Sheikh Saheb followed Pandulkarji’s advice and let Ansar continue his education, but the poverty of the family was still a major roadblock. The family income was not sufficient to get Ansar admitted in a good quality school. His father would earn Rs 200-300 with his autorickshaw and mother’s daily income was a paltry one. Ansar told this correspondent that when he passed 10th Class, he wanted to pursue a computer course during the vacation period. “But it would cost Rs 2,000 to complete the full Computer course. My family was unable to arrange this much amount. Somehow, I got to know that a local restaurant needed a waiter. It would pay Rs 3,000 for a month. I readily joined this job and became a waiter to learn Computer,” he said.

As a waiter, Ansar had to work from 8-11. “It was a lengthy and demanding job. I had to serve food, tea, beverages, etc to customers. Plus, to sweep the floor and clean the table and utensils was also part of the job. However, the restaurant owner would provide me two hours break after lunch. During these two hours, I would manage one hour for Computer classes,” he said.

Ansar added that he continued to do various part-time jobs to support his education till his graduation first year.

Meanwhile, an occasion came in his life when his family seriously took his education. It was when he secured 91% marks in the Class 12 exams. It not only won him familial plaudits, but this performance also earned him a name in the society. People came to congratulate his father and the path to his further education was thus illuminated. However, the poverty of the family was still intact, but now his parents and younger brother were firmly resolved to support his education. His brother started working harder to earn more money so that his elder brother might study with a carefree mind.
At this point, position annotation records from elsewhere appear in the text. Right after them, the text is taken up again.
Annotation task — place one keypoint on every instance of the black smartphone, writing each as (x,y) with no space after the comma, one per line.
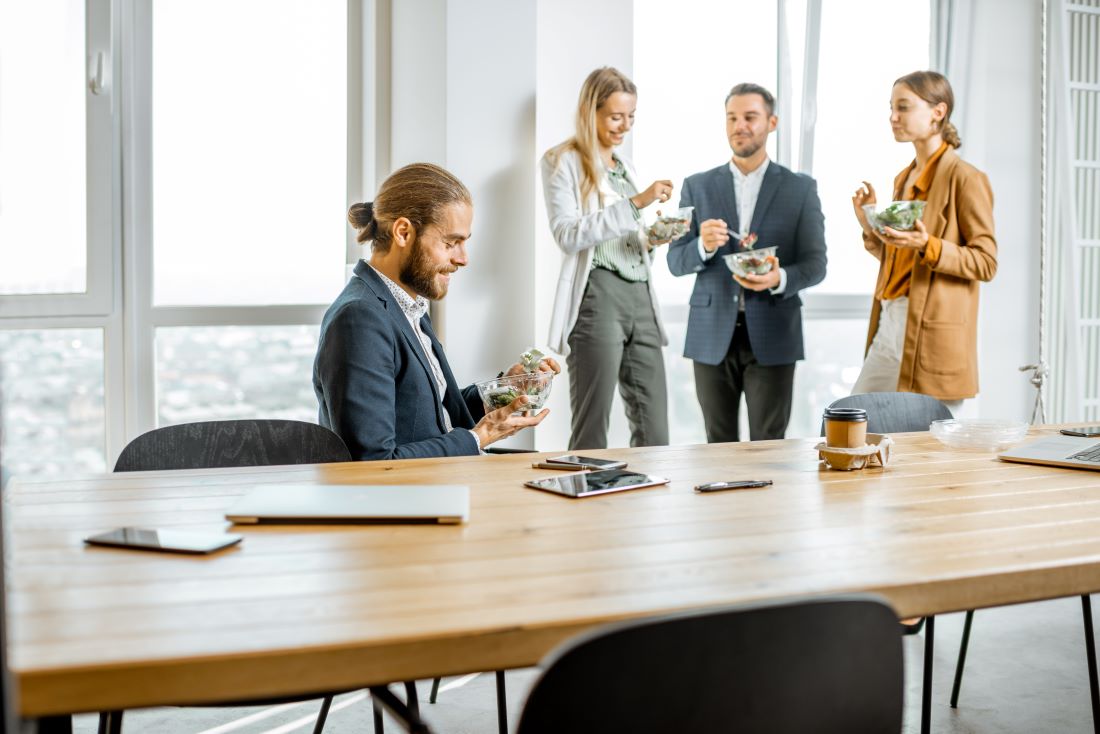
(586,462)
(743,484)
(173,541)
(1088,431)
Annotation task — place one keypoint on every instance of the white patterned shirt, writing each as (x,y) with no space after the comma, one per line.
(414,310)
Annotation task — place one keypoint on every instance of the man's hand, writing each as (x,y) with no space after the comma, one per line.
(915,240)
(713,233)
(502,424)
(769,280)
(546,364)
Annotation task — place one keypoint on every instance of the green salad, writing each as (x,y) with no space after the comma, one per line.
(504,396)
(901,216)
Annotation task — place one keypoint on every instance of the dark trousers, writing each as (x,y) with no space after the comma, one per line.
(616,342)
(768,392)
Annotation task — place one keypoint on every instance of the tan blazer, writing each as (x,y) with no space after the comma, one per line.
(941,352)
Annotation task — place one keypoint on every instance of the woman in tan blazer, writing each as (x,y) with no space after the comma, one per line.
(923,335)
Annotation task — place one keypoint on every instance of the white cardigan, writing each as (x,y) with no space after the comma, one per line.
(578,233)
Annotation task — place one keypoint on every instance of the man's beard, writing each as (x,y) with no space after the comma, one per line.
(419,274)
(749,151)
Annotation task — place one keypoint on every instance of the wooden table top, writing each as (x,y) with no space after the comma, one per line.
(299,609)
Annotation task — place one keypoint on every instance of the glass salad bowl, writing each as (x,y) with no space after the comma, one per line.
(670,225)
(899,216)
(501,392)
(750,262)
(979,434)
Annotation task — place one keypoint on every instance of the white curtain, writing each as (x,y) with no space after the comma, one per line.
(811,10)
(1064,332)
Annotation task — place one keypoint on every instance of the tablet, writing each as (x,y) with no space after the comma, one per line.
(584,484)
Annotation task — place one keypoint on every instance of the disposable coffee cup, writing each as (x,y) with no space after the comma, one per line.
(845,428)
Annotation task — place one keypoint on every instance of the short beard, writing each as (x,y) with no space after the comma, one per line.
(749,152)
(419,274)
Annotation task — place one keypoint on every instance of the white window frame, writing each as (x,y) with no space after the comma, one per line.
(119,297)
(101,114)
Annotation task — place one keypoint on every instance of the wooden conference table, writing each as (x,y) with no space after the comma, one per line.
(301,609)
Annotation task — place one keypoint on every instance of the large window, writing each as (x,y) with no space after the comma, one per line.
(249,152)
(681,130)
(173,190)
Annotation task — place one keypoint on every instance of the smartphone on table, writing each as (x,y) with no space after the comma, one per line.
(1088,431)
(573,462)
(174,541)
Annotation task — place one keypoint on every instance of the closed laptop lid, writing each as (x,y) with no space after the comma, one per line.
(352,503)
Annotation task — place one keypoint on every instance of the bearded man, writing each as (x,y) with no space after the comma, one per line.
(381,375)
(745,333)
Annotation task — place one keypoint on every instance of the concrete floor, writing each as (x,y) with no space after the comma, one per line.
(1025,672)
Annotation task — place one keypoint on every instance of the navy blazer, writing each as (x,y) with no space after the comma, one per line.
(374,385)
(788,215)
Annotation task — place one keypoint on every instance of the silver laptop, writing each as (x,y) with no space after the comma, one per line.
(1058,451)
(353,503)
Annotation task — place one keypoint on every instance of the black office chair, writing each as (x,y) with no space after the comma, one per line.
(901,413)
(219,444)
(894,413)
(832,665)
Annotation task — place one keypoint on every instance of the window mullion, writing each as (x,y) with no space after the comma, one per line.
(139,383)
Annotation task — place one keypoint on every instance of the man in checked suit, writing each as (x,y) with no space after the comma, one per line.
(745,333)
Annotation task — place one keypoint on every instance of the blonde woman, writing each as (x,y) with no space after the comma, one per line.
(605,316)
(923,335)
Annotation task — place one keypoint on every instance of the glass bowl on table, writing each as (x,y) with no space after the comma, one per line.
(978,434)
(670,225)
(750,262)
(900,216)
(502,392)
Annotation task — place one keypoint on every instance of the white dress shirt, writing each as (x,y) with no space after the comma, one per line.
(746,193)
(414,309)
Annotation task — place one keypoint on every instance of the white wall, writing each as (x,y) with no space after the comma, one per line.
(484,87)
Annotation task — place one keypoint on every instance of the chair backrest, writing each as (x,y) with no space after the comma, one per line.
(217,444)
(811,666)
(894,413)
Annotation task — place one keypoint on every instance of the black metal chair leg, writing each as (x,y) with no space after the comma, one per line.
(964,644)
(930,636)
(322,714)
(376,709)
(110,722)
(1090,649)
(502,704)
(52,725)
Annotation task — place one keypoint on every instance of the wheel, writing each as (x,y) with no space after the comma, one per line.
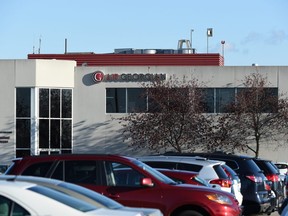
(190,213)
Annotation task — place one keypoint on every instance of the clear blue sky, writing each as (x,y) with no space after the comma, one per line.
(255,31)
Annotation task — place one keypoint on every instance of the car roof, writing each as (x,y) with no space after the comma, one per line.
(184,159)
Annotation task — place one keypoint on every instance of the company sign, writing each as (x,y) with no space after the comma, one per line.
(99,76)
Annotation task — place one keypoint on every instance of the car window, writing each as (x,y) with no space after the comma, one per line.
(39,169)
(126,176)
(267,167)
(63,198)
(161,164)
(220,171)
(103,200)
(79,172)
(281,166)
(7,209)
(189,167)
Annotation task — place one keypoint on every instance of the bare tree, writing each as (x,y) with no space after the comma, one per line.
(174,119)
(258,113)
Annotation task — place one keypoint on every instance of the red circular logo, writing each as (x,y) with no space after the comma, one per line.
(98,76)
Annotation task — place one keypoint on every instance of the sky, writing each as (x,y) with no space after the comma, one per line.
(254,31)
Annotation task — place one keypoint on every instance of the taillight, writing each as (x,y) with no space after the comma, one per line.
(273,177)
(256,179)
(222,182)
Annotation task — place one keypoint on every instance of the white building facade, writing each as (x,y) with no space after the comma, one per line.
(55,106)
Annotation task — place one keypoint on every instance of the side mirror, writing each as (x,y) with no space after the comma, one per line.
(147,182)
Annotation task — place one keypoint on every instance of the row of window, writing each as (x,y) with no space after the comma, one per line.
(127,100)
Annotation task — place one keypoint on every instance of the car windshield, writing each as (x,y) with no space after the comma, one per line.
(99,198)
(161,177)
(63,198)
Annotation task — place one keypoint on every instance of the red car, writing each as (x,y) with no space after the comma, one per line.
(130,182)
(184,177)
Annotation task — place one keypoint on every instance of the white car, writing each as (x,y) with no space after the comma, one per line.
(79,192)
(210,170)
(23,198)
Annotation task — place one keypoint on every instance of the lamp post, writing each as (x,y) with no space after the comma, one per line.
(223,43)
(209,34)
(192,30)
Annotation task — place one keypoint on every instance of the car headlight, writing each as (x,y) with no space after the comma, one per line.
(222,199)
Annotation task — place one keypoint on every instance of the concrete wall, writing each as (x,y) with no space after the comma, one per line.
(31,74)
(98,132)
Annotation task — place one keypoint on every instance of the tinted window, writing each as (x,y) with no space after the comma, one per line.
(220,172)
(103,200)
(158,164)
(126,176)
(267,167)
(39,169)
(189,167)
(281,166)
(244,165)
(115,100)
(81,172)
(63,198)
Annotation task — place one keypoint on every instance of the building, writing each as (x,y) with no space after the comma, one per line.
(61,103)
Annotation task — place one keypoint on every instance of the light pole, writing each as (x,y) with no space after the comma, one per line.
(192,30)
(209,34)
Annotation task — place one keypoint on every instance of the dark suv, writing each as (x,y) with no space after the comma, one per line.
(272,174)
(130,182)
(256,197)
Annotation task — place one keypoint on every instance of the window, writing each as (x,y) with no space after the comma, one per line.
(208,99)
(224,97)
(79,172)
(115,100)
(123,100)
(8,207)
(55,120)
(23,121)
(38,169)
(125,176)
(214,100)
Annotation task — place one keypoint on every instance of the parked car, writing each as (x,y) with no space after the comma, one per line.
(23,198)
(283,169)
(236,182)
(130,182)
(257,199)
(283,206)
(79,192)
(273,176)
(209,170)
(3,168)
(186,177)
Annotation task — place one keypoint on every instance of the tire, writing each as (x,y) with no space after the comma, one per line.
(190,213)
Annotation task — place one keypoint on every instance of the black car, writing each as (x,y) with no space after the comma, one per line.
(273,176)
(257,198)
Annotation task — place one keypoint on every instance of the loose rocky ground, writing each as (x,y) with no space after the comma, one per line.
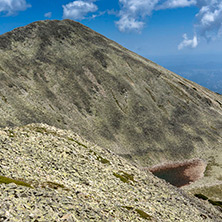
(62,177)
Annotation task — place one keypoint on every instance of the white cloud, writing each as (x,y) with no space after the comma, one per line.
(11,7)
(133,14)
(176,4)
(48,14)
(127,23)
(79,9)
(190,43)
(209,18)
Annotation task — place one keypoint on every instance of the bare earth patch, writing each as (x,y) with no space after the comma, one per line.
(180,173)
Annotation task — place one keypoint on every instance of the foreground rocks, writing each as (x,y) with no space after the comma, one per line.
(65,178)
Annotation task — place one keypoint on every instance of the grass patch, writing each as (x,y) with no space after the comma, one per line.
(100,158)
(124,177)
(215,203)
(7,180)
(81,144)
(141,213)
(11,133)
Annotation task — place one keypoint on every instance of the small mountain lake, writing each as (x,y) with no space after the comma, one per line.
(180,173)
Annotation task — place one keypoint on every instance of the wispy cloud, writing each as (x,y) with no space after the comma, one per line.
(48,14)
(79,9)
(133,13)
(176,4)
(11,7)
(209,18)
(190,43)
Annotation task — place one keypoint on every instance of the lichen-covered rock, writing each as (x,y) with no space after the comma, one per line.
(48,174)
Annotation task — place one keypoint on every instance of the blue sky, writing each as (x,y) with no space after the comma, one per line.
(152,28)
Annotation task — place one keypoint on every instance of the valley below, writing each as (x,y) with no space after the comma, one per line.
(88,128)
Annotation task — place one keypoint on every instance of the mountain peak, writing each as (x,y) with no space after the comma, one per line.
(64,74)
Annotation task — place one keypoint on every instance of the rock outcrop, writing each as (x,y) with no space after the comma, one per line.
(48,174)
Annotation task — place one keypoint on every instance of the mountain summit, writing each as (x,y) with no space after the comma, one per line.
(64,74)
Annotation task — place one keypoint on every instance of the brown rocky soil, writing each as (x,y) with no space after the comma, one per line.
(180,173)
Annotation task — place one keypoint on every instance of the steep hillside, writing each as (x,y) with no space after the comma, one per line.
(66,75)
(47,174)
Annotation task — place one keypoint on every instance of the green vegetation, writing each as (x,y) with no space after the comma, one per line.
(141,213)
(7,180)
(124,177)
(215,203)
(4,99)
(11,133)
(100,158)
(81,144)
(53,185)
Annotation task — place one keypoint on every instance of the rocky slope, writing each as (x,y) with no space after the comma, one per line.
(66,75)
(62,177)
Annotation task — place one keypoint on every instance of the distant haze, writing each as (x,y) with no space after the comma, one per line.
(205,70)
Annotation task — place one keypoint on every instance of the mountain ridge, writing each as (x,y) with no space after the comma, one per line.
(66,75)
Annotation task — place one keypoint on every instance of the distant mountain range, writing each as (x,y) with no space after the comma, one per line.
(63,74)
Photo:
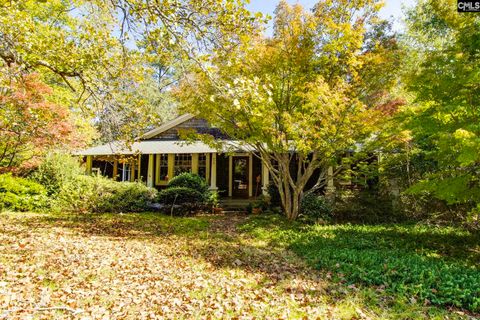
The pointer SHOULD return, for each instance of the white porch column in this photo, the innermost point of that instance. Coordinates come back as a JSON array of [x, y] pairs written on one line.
[[195, 163], [207, 174], [330, 185], [230, 175], [265, 179], [250, 175], [213, 182], [89, 165], [150, 171]]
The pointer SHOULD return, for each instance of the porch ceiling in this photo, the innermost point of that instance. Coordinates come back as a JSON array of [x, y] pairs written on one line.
[[157, 147]]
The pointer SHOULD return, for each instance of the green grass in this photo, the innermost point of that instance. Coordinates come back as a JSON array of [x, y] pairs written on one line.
[[419, 263]]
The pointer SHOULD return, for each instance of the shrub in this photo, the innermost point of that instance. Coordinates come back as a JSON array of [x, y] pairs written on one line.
[[100, 194], [56, 170], [213, 199], [21, 194], [182, 201], [181, 195], [275, 200], [315, 208], [367, 206], [189, 180]]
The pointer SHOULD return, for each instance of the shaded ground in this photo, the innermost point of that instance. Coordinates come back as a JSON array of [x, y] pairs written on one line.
[[149, 266]]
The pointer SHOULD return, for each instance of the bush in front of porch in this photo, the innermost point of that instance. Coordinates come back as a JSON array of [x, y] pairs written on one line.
[[187, 194]]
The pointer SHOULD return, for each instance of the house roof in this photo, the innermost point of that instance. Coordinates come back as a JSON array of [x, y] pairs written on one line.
[[167, 126], [160, 147]]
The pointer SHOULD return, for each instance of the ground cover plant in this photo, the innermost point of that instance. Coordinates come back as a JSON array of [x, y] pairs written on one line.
[[148, 266], [432, 265]]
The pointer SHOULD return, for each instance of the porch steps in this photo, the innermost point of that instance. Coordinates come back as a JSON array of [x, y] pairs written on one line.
[[234, 205]]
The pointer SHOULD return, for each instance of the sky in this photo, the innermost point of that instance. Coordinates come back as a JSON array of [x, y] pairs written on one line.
[[392, 8]]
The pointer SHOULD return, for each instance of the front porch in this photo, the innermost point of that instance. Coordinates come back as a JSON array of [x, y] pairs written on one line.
[[239, 175]]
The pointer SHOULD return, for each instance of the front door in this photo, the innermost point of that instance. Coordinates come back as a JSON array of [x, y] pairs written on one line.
[[240, 177]]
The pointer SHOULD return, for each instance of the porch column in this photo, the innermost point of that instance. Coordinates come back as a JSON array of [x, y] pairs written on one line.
[[150, 171], [195, 163], [250, 175], [230, 175], [330, 185], [139, 168], [213, 182], [171, 166], [265, 179], [115, 169], [89, 164], [207, 174], [132, 170]]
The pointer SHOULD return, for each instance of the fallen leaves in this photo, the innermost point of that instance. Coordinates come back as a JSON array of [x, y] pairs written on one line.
[[56, 269]]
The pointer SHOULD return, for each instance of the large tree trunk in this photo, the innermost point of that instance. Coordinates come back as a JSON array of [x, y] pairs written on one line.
[[291, 200]]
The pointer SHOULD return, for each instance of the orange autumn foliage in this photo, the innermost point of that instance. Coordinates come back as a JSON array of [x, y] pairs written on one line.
[[30, 124]]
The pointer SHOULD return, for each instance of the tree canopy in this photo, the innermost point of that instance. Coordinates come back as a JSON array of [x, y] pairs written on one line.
[[303, 97]]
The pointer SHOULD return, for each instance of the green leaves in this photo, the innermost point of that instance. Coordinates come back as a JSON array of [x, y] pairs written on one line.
[[445, 84]]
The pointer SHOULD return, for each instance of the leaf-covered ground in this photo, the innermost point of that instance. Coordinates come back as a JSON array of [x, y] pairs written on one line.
[[146, 266]]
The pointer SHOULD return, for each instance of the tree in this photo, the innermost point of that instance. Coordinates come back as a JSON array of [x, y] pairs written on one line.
[[97, 55], [301, 99], [444, 119], [30, 125]]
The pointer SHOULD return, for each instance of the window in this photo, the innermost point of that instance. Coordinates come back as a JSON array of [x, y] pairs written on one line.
[[183, 163], [202, 165], [163, 167]]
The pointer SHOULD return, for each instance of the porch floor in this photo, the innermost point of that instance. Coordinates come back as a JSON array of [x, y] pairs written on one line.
[[235, 204]]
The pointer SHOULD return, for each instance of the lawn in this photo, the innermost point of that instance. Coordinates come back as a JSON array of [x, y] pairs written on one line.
[[136, 266]]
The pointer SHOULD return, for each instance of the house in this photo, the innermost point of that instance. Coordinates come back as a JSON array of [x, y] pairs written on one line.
[[160, 154]]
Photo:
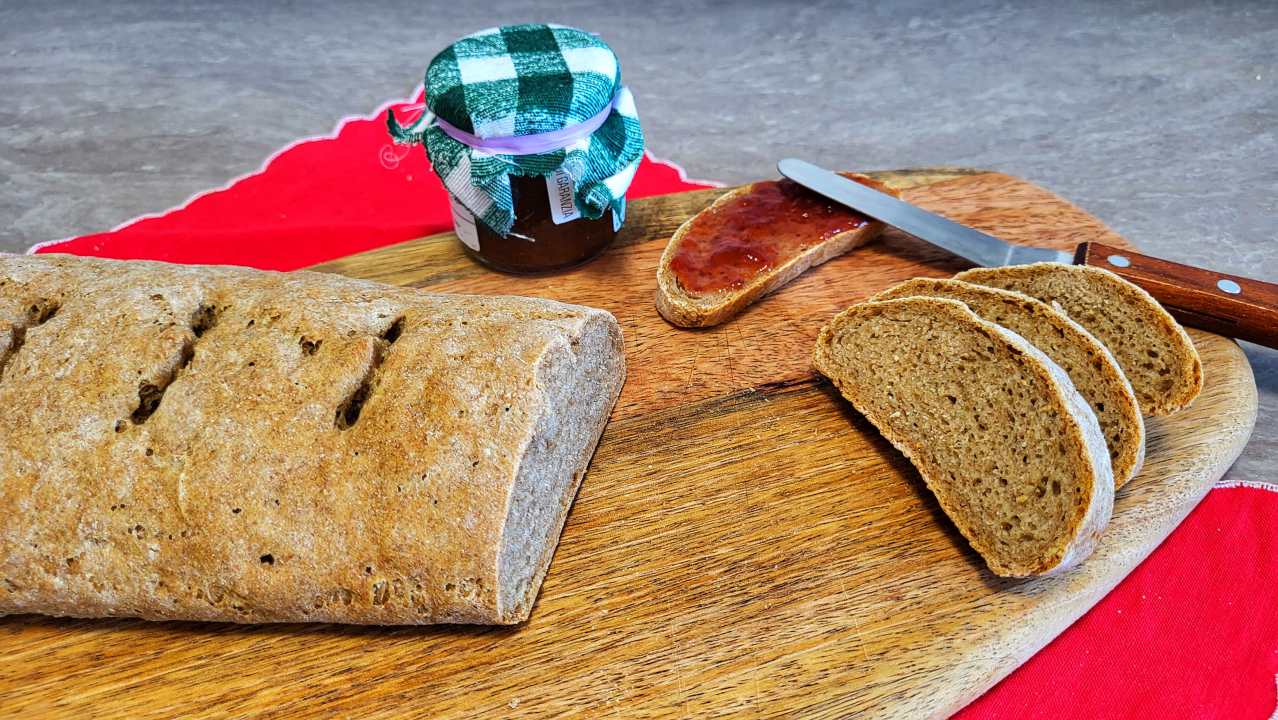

Interestingly, Ansar was unaware of the fact till now that he would become an IAS officer in future. This story is rather interesting.

Under a scheme earmarked for the Below Poverty Line (BPL) families, Ansar would get Rs 30,000. When his father contacted the tehsil office to collect his cheque, the corrupt officers told him that he would have to shell out Rs 3,000 as bribe. When Ansar came to know about this, he was flabbergasted those corrupt officials do not spare even the BPL families. Somewhere in his heart, he developed a determination to weed out corruption by joining high-rank government service. From then onwards, he made up his mind for exams like UPSC.

First, he earned a degree in Political Science from Fergusson College, Pune. He secured 73 percent in his graduation.

He meticulously planned his study schedule and time management. He also joined a coaching academy to maintain his focus and streamline his study. He said that his friends also helped him to stay in a balanced mindset.

In the first six months of preparation, Shaikh concentrated on his optional subject preparation, which was Political Science. It helped, as it was also his graduation subject. In the second six months, he focussed on the general studies papers. In the next three months, he completed his revision and also the remaining portions of the UPSC mains papers. In the next nine months, Shaikh did his prelims exam preparation. After the prelims exam, he studied for his mains in the next 100 days. Finally, he prepared for his UPSC personality test in the last 40 days. Shaikh normally studied for 10-12 hours per day, he said, detailing about his study plan. Finally, he secured All India Rank 361 in UPSC 2016 examination.

He said on his success, “There is no alternative to hard work. During my struggle, my friends helped me a lot mentally and financially and even my coaching academy waived a portion of fees due to my poor financial condition”.

When asked about how he has been working and plans to work as an administrator, he said, “I was marginalised by three different categories. I am from a backward undeveloped region, I hail from a poor economic background and I belong to a minority community. I will tackle all these issues as an administrator since I have witnessed these issues at close quarters.”